BarcaA bordo di natanti sono senz'altro consentiti la detenzione e l’uso di strumenti di segnalazione e quindi di lanciarazzi in quanto ciò è imposto da norme di legge Del pari sono consentiti strumenti da sparo come lancia-sagole e lancia-arpioni che non sono armi proprie.
Mancano invece disposizioni normative che regolino il porto e la detenzione di altre armi da caccia e da tiro o da difesa.

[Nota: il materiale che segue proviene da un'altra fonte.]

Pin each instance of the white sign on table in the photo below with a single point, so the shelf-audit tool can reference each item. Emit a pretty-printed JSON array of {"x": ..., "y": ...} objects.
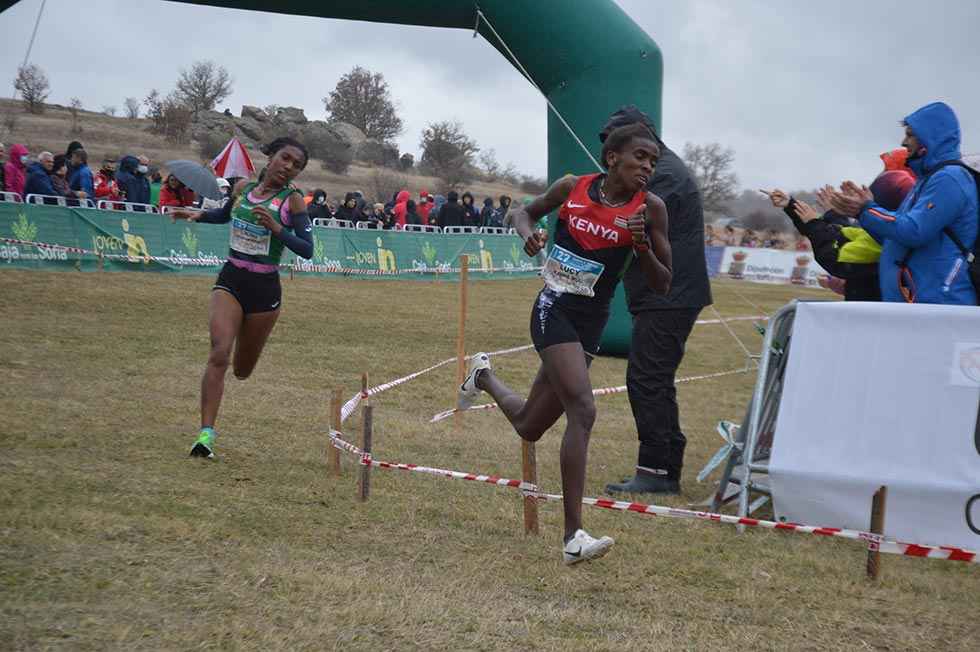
[{"x": 882, "y": 394}]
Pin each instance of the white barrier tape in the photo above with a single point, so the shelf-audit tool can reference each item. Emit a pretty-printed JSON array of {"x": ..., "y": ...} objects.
[
  {"x": 596, "y": 392},
  {"x": 878, "y": 541},
  {"x": 725, "y": 320},
  {"x": 351, "y": 405}
]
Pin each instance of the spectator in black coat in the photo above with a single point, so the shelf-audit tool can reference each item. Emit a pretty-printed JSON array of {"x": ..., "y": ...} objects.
[
  {"x": 349, "y": 210},
  {"x": 471, "y": 216},
  {"x": 318, "y": 209},
  {"x": 502, "y": 209},
  {"x": 662, "y": 323},
  {"x": 132, "y": 181},
  {"x": 411, "y": 213},
  {"x": 488, "y": 216},
  {"x": 452, "y": 212}
]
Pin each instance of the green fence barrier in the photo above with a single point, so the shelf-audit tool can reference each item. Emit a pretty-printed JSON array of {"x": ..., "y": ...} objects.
[{"x": 87, "y": 239}]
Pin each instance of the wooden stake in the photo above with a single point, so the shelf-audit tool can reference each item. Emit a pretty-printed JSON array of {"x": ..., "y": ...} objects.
[
  {"x": 529, "y": 473},
  {"x": 877, "y": 527},
  {"x": 364, "y": 479},
  {"x": 336, "y": 403},
  {"x": 464, "y": 275}
]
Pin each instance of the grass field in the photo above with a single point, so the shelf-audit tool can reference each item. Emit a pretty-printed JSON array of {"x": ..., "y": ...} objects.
[{"x": 112, "y": 538}]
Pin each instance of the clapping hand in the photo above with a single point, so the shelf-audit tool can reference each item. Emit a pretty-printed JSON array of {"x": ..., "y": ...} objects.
[
  {"x": 184, "y": 214},
  {"x": 849, "y": 200},
  {"x": 805, "y": 212},
  {"x": 778, "y": 198}
]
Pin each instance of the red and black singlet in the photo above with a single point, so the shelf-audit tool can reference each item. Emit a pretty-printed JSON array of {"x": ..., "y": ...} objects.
[{"x": 589, "y": 231}]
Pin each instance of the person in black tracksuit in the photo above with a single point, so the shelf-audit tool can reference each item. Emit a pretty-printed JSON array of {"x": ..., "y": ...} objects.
[{"x": 662, "y": 323}]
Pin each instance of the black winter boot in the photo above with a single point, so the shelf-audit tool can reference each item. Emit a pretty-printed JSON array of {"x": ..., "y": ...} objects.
[{"x": 646, "y": 481}]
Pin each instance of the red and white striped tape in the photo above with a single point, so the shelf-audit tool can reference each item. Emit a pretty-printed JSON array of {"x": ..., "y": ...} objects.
[
  {"x": 355, "y": 400},
  {"x": 882, "y": 543},
  {"x": 367, "y": 460},
  {"x": 874, "y": 541},
  {"x": 605, "y": 391}
]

Se il natante non esce dalle acque territoriali, non pare che vi siano particolari problemi giuridici; chi è munito di licenza di porto d’armi, può portare le armi per cui ha licenza sulla barca e lì usarle. Egli dovrà ovviamente assicurare un'adeguata custodia delle armi quando lascia la barca agli ormeggi (e se la custodia non è possibile, dovrà portarsele appresso!). Chi ha licenza di porto di un’arma non deve denunziarne il cambiamento del luogo di custodia fino a che tiene le armi con sé (il porto prevale sulla detenzione). Nulla vieta, con le previste autorizzazioni, di trasportare e detenere armi a bordo anche a chi non ha licenza di porto per tali armi; però poi non potrebbe usarle per sparare, salvo che in caso di legittima difesa. Però, in pratica… basta che non ci sia una motovedetta entro la linea d’orizzonte!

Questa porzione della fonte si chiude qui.